I am trying to produce a LaTeX summary()
using library(xtable)
, like so:
library(xtable)
pings <- read.csv("pings.csv")
s <- summary(pings$RTT)
xtable(t(s))
This produces the output:
\begin{table}[ht]
\centering
\begin{tabular}{rrrrrrr}
\hline
& Min. & 1st Qu. & Median & Mean & 3rd Qu. & Max. \\
\hline
1 & 40.70 & 42.70 & 43.40 & 44.90 & 44.10 & 202.00 \\
\hline
\end{tabular}
\end{table}
This is almost what I want, except for the first column containing an empty value and 1
.
Clearly, I'm missing some vital, basic knowledge about data types and conversions in R. The problem is of course that t(s)
produces:
Min. 1st Qu.

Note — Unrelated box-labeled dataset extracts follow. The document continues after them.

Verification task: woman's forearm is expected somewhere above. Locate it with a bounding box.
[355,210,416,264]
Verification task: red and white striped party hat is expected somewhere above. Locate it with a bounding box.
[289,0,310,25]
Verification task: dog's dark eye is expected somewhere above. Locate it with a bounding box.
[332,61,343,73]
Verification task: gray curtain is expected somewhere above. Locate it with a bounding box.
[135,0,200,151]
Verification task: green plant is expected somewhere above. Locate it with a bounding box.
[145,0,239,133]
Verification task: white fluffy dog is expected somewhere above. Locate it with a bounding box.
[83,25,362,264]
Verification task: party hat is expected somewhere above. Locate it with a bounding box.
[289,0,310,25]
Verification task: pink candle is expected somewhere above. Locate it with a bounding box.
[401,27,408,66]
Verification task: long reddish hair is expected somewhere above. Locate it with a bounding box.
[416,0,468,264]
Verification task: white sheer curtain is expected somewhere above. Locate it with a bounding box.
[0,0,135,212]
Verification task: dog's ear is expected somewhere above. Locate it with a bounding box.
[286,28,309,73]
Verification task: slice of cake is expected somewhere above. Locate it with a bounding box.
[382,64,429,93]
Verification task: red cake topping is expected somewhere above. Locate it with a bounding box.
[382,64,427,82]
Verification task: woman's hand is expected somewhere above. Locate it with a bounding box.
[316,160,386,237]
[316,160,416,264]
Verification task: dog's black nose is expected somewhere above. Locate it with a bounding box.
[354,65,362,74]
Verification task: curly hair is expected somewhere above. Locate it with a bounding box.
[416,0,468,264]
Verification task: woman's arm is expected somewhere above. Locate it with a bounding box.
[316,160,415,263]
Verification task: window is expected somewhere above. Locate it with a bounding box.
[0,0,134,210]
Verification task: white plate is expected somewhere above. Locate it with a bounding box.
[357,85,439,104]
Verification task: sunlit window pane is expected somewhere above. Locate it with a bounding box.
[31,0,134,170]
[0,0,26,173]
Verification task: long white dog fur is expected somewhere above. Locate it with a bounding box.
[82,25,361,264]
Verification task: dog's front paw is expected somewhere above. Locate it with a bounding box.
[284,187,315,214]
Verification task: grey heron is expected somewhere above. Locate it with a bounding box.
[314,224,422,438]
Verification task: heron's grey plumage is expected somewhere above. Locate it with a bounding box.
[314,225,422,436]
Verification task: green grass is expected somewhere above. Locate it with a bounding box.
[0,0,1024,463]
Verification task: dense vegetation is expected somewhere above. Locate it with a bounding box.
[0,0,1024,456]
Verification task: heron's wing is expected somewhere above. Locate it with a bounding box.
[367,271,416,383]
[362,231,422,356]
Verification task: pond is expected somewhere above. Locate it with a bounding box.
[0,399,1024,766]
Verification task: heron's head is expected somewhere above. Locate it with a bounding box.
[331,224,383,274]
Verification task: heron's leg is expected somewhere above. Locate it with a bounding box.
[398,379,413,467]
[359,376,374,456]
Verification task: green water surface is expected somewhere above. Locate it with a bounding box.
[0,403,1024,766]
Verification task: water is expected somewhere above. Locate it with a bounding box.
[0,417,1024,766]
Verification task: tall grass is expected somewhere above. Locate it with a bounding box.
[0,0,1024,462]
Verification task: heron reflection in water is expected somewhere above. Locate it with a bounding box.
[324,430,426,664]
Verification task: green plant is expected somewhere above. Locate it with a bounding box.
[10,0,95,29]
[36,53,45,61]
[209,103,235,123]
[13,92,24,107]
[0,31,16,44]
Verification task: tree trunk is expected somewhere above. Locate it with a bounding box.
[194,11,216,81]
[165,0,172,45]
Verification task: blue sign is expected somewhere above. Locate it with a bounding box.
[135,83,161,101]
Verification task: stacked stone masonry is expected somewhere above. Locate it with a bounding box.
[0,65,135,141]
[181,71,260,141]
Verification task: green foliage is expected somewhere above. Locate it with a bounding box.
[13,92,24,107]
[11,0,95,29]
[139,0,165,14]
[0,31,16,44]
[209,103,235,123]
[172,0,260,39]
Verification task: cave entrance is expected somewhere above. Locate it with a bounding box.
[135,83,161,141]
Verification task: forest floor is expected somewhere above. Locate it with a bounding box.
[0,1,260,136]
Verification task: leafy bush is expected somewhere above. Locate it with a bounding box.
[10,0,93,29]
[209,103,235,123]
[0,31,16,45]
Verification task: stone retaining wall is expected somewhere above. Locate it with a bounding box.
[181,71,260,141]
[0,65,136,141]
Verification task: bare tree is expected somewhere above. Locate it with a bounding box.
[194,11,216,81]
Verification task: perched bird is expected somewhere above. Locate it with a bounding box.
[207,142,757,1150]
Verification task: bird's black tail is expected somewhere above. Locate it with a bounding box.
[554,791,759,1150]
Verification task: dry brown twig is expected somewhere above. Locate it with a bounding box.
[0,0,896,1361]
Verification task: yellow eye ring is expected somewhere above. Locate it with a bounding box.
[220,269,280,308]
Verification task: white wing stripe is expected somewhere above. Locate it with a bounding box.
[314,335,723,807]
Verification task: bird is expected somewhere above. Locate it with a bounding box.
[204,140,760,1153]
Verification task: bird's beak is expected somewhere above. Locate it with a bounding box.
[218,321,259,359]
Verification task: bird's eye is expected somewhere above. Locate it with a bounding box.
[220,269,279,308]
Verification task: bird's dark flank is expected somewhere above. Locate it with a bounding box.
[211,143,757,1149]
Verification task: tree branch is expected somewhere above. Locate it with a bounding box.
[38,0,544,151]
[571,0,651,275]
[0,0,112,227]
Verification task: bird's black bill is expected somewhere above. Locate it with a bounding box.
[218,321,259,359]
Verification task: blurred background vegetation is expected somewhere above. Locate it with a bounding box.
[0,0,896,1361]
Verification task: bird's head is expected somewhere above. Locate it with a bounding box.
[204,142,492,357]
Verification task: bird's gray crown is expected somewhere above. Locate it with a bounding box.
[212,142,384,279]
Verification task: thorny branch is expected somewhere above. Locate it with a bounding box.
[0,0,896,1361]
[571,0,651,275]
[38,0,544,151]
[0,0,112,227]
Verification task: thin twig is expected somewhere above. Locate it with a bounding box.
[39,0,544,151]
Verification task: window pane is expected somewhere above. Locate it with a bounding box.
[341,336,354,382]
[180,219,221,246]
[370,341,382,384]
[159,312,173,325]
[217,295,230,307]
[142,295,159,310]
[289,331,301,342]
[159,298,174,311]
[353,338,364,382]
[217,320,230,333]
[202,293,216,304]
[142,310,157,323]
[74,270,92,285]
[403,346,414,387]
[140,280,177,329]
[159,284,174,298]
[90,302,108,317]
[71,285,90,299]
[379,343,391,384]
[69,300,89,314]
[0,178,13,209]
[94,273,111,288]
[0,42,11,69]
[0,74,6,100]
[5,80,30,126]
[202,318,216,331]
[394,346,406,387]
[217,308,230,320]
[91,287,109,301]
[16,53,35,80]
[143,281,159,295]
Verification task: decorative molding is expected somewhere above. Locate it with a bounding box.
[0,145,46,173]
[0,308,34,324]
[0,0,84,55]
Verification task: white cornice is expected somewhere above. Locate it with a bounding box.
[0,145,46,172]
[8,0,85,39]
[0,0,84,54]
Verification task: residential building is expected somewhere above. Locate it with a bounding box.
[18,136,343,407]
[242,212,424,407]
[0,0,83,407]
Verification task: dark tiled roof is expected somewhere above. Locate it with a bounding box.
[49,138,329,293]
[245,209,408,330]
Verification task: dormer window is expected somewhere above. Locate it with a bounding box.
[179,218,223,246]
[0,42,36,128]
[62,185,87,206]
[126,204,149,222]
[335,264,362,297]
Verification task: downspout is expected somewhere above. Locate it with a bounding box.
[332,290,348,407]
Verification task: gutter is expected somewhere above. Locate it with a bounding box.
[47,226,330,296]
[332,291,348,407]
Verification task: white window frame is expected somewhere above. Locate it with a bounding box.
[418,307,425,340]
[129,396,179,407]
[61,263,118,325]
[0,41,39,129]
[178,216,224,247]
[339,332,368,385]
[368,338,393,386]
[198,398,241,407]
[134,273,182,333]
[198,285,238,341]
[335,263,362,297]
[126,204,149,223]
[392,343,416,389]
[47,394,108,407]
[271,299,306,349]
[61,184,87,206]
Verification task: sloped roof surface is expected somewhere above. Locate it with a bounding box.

Median Mean 3rd Qu. Max.
[1,] 40.7 42.7 43.4 44.9 44.1 202.0
wherein the [,1]
should explain xtable's output.
Can anyone please point out to me what I'm doing wrong?
If I'm simply trying to run xtable on the summary, I get
> xtable(summary(pings$RTT))
Error in xtable.table(summary(pings$RTT)) :
xtable.table is not implemented for tables of > 2 dimensions
Upvotes: 3
Views: 1986
Reputation: 13046
This is handled by print.xtable()
:
> library(xtable)
> print.xtable(xtable(t(summary(runif(10)))), include.rownames=FALSE)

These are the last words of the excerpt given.